After the same calculation process for 17 failure modes, using Eq. (25) we get the RPN value of each failure mode. The results (\(RPN_{avg}\)) are listed in the Table 8, as well as the results of some other methods. AMWRPN48 uses the method of Ambiguity Measurement to calculate the weight of experts. MVRPN60 averages the obtained RPN values. Improved MVRPN30 further improves the combination rule of MVRPN60. As described in the literature, \(FM1 \thicksim FM8\) describe the failure mode of compressor rotor blades and \(FM9 \thicksim FM17\) describe the failure mode of turbo rotor blades. Experimental results show that, for compressor rotor blades: \(FM2\succ FM6\succ FM1\succ FM3\succ FM7\succ FM8\succ FM4\succ FM5\), for turbo rotor blades: \(FM9 \succ FM10\succ FM14\succ FM12\succ FM11\succ FM13\succ FM15\succ FM17 \succ FM16\), \(\succ \) indicates that the previous item has a higher priority. For compressor rotor blades and turbo rotor blades respectively, FM2 and FM9 have the highest priority, indicates that more resources should be allocated to it.
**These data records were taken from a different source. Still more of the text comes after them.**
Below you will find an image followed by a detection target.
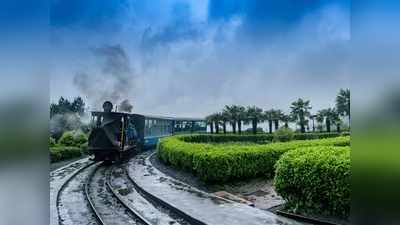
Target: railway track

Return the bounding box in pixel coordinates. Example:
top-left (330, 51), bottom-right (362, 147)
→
top-left (53, 157), bottom-right (200, 225)
top-left (53, 159), bottom-right (97, 225)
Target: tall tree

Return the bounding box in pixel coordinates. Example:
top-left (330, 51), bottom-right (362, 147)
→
top-left (273, 109), bottom-right (284, 131)
top-left (336, 88), bottom-right (350, 127)
top-left (245, 106), bottom-right (264, 134)
top-left (290, 98), bottom-right (312, 133)
top-left (71, 97), bottom-right (85, 115)
top-left (316, 111), bottom-right (325, 132)
top-left (237, 106), bottom-right (246, 134)
top-left (50, 96), bottom-right (86, 118)
top-left (264, 110), bottom-right (274, 134)
top-left (224, 105), bottom-right (239, 133)
top-left (213, 113), bottom-right (221, 134)
top-left (319, 108), bottom-right (337, 133)
top-left (221, 111), bottom-right (229, 134)
top-left (205, 114), bottom-right (215, 133)
top-left (331, 109), bottom-right (342, 133)
top-left (309, 115), bottom-right (317, 132)
top-left (280, 113), bottom-right (291, 129)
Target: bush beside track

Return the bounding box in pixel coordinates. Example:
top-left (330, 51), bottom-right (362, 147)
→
top-left (50, 146), bottom-right (83, 163)
top-left (179, 132), bottom-right (346, 143)
top-left (157, 135), bottom-right (350, 182)
top-left (274, 146), bottom-right (350, 217)
top-left (50, 130), bottom-right (88, 163)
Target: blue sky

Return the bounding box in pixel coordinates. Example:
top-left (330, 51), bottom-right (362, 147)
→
top-left (49, 0), bottom-right (351, 117)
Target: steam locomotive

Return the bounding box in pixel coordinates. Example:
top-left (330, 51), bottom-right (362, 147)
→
top-left (88, 101), bottom-right (206, 162)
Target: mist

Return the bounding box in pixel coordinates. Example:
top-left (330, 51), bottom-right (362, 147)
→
top-left (73, 45), bottom-right (135, 112)
top-left (51, 0), bottom-right (350, 117)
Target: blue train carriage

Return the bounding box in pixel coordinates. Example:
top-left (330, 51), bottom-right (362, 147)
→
top-left (142, 115), bottom-right (207, 149)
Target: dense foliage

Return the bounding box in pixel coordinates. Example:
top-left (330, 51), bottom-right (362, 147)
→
top-left (178, 132), bottom-right (346, 144)
top-left (157, 135), bottom-right (350, 182)
top-left (274, 146), bottom-right (350, 217)
top-left (50, 130), bottom-right (89, 163)
top-left (49, 137), bottom-right (56, 147)
top-left (50, 96), bottom-right (85, 118)
top-left (206, 89), bottom-right (350, 135)
top-left (50, 146), bottom-right (83, 163)
top-left (273, 127), bottom-right (294, 142)
top-left (50, 96), bottom-right (88, 139)
top-left (58, 130), bottom-right (88, 147)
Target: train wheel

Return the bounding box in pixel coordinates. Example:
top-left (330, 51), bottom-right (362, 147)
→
top-left (114, 153), bottom-right (122, 164)
top-left (103, 159), bottom-right (113, 165)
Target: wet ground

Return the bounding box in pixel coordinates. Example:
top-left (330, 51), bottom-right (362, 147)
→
top-left (87, 165), bottom-right (143, 225)
top-left (150, 153), bottom-right (285, 210)
top-left (50, 155), bottom-right (88, 172)
top-left (109, 165), bottom-right (185, 225)
top-left (50, 158), bottom-right (92, 225)
top-left (150, 151), bottom-right (349, 225)
top-left (129, 151), bottom-right (310, 225)
top-left (58, 163), bottom-right (98, 225)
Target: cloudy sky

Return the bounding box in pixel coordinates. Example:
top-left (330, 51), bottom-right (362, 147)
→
top-left (50, 0), bottom-right (350, 117)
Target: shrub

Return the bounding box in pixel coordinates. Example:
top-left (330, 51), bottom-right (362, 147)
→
top-left (50, 146), bottom-right (82, 163)
top-left (80, 142), bottom-right (89, 155)
top-left (180, 134), bottom-right (272, 143)
top-left (274, 146), bottom-right (350, 217)
top-left (58, 130), bottom-right (88, 147)
top-left (158, 135), bottom-right (350, 182)
top-left (273, 127), bottom-right (294, 142)
top-left (49, 137), bottom-right (56, 147)
top-left (179, 132), bottom-right (345, 144)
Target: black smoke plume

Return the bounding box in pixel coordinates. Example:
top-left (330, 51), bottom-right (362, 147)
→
top-left (118, 99), bottom-right (133, 112)
top-left (73, 44), bottom-right (135, 110)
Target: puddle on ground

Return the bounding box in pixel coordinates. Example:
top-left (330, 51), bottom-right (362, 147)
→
top-left (118, 187), bottom-right (132, 196)
top-left (248, 190), bottom-right (270, 197)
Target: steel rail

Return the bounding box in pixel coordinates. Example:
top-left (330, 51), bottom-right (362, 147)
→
top-left (105, 166), bottom-right (155, 225)
top-left (84, 163), bottom-right (107, 225)
top-left (56, 160), bottom-right (96, 225)
top-left (125, 161), bottom-right (208, 225)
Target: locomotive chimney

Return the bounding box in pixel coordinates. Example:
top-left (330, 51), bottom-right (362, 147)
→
top-left (103, 101), bottom-right (113, 112)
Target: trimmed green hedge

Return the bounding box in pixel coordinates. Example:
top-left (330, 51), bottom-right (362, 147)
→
top-left (274, 146), bottom-right (350, 217)
top-left (179, 132), bottom-right (347, 144)
top-left (50, 146), bottom-right (83, 163)
top-left (157, 135), bottom-right (350, 182)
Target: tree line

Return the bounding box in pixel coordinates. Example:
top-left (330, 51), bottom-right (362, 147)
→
top-left (50, 96), bottom-right (86, 118)
top-left (50, 96), bottom-right (87, 140)
top-left (205, 89), bottom-right (350, 134)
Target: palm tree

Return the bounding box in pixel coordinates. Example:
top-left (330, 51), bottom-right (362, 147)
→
top-left (316, 111), bottom-right (325, 132)
top-left (237, 106), bottom-right (246, 134)
top-left (336, 88), bottom-right (350, 128)
top-left (264, 110), bottom-right (274, 134)
top-left (280, 113), bottom-right (291, 129)
top-left (290, 98), bottom-right (312, 133)
top-left (205, 114), bottom-right (215, 133)
top-left (273, 110), bottom-right (284, 131)
top-left (245, 106), bottom-right (264, 134)
top-left (213, 113), bottom-right (222, 134)
top-left (224, 105), bottom-right (239, 133)
top-left (319, 108), bottom-right (337, 133)
top-left (309, 114), bottom-right (317, 132)
top-left (331, 109), bottom-right (342, 133)
top-left (221, 111), bottom-right (230, 134)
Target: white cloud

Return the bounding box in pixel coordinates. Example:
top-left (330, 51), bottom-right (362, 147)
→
top-left (51, 2), bottom-right (350, 117)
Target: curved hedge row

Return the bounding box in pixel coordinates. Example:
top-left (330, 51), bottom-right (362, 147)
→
top-left (274, 146), bottom-right (350, 217)
top-left (179, 132), bottom-right (346, 143)
top-left (157, 135), bottom-right (350, 182)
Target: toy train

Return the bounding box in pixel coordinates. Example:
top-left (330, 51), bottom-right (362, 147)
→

In Fig. 3, we can know that our ranking result is nearly the same with others. In Fig. 4, we can find that the results calculated by different methods are slightly different, but this is acceptable. Because the calculation results of several groups in \(FM9-FM17\) are very close, this brings some impact to our sorting results. The experimental results verify the rationality of our method.

Figure 3
figure 3

The ranking result of FM1–FM8.

Figure 4
figure 4

The ranking result of FM9–FM17.

Conclusions

In the frame of D–S evidence theory, this paper proposes an improved failure mode and effects analysis method based on triangular fuzzy numbers, negation of BPAs and evidence distance. Firstly, the new BPAs was constructed by fuzzy modeling of expert evaluation results, then calculate the negation of BPAs, next BPAs weight was calculated by evidence distance, and finally, a new RPN value was calculated by fusion of Murphy combination rule. In short, the method considers how to fuse conflicting evidence from experts and also considers the relative weight inconsistency caused by the uncertainty of experts’ evaluation. We apply the proposed method to the failure mode analysis of compressor rotor blades and turbo rotor blades. The experimental results verify the effectiveness and rationality of this method. In the future research, we can broaden our approach to other fields. Moreover, we can consider the relative importance of each risk factor to enrich our study.